Despite lower traffic volumes, 38 per cent of all fatal and major injury collisions happened on these roads between 2018 and 2022, a staff report presented to a recent meeting of the Agricultural and Rural affairs Committee meeting shows. In all, there have been 632 fatal and major injury collisions between 2018 and 2022 with 84 per cent of those involving high-risk driving such as aggressive, distracted or impaired driving behaviours. 

It’s not all bad news.

Comparing collisions between the 2013-2017 and 2018-2022, the total number of FMIs [fatal or major injury collisions] was actually down by 15 per cent, and the five-year average FMI rate was down 18 per cent.

The city has a goal of reducing major injury collisions across the community by 20 per cent this year, and an accompanying long-term goal of zero fatalities by 2035.

But the number of rural crashes is concerning prompting West Carleton-March Coun. Clarke Kelly to ask staff whether the city is on track to achieve the 20 per cent reduction target this year. Road safety program manager Cathy Kourouma said that they won’t know for certain until the items in the 2024 action plan are implemented and observed in subsequent years.

“Throughout the life of the plan we will continue to closely monitor these trends,” said Kourouma.

The 2024 Road Safety Action Plan’s (RSAP) budget is $20.5 million with 25 per cent allocated towards rural areas.

The plan includes funding for engineering measures, such as addressing skewed intersections (intersections where the roads don’t intersect at 90 degrees), implementing safety edges, upgrading gravel shoulders, improving safety on horizontal curves and identifying up to 10 rural stops for enhanced signage and pavement marking.

Staff are also undertaking a study of Automated Speed Enforcement (ASE). Of the 60 ASE locations in place, pending or currently proposed, eight are in the city’s rural areas.

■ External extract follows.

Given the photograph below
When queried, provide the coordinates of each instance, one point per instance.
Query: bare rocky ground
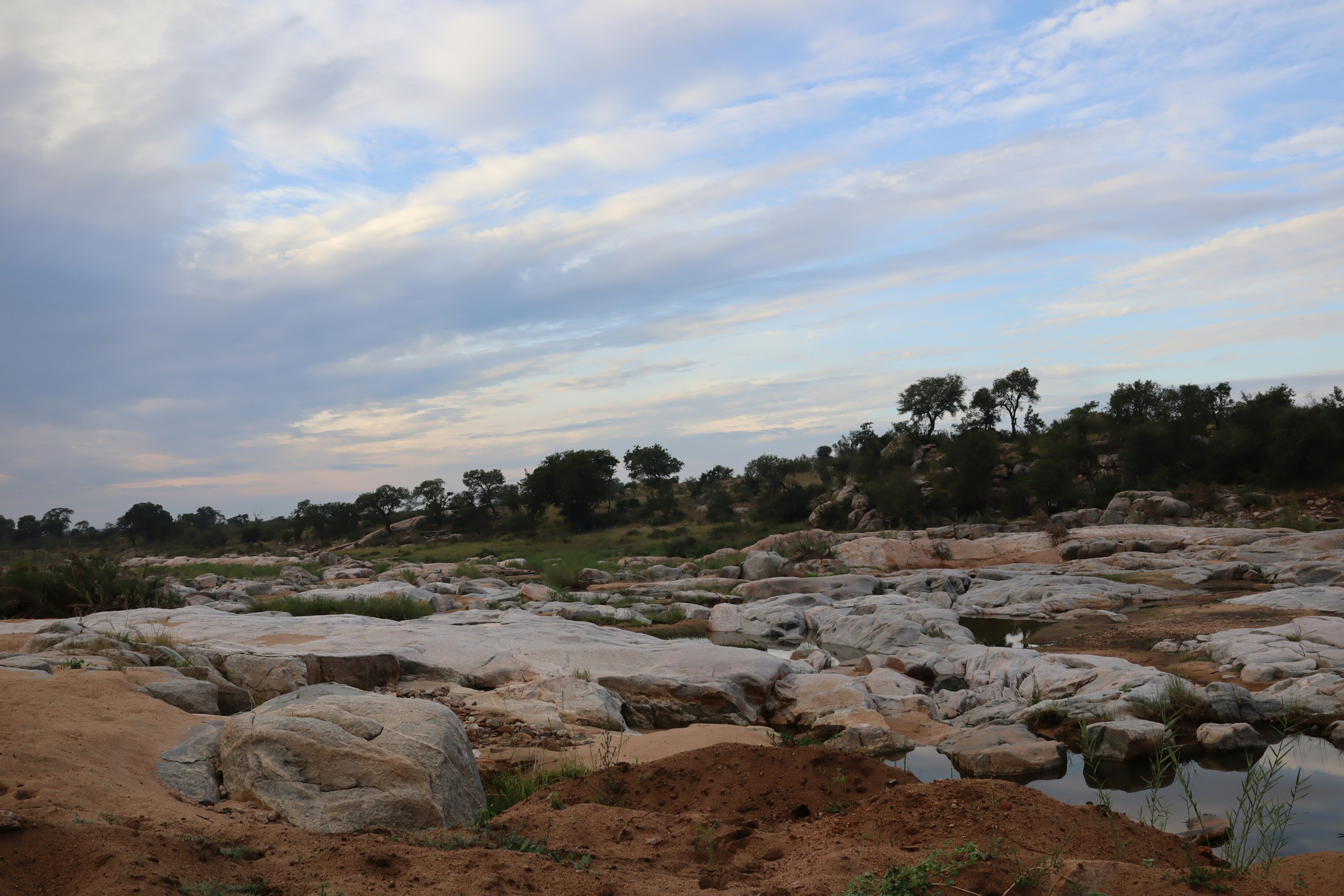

This city will also be proceeding with other projects such as fully protecting left turn phasing at two locations, installing an all-way stop at two locations, installing overhead flashing beacons at two-way-stop controlled intersections and in-service Road Safety Reviews along two rural corridors.

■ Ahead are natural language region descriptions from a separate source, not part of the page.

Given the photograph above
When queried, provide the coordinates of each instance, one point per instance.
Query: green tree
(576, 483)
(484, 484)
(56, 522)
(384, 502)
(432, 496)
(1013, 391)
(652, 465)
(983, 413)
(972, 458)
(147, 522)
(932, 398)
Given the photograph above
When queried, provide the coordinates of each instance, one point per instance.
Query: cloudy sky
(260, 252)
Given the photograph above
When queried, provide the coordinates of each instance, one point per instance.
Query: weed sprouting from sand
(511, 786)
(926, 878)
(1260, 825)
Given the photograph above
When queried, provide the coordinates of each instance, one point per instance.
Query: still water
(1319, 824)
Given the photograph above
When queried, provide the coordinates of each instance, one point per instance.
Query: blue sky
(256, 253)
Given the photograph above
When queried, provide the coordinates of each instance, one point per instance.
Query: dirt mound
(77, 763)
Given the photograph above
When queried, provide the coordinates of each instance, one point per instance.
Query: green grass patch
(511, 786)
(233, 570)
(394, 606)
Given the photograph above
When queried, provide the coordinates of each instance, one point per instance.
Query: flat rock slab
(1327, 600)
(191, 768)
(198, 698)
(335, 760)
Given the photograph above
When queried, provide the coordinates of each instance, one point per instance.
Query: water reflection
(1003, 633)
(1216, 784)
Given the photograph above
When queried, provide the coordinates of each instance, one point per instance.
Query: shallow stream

But available funding is always a challenge, said Rideau-Jock Coun. David Brown.

“It seems like we always have more projects than dollars,” he said.

Committee chair and Osgoode Coun. George Darouze said there seems to be an ever expanding need for improvements.

“Every time in rural areas we fix one intersection, another two pop up that need modification,” said Darouze. “From the traffic, and it’s of course the increase of people wanting to live in rural areas. So it’s becoming often more dangerous.”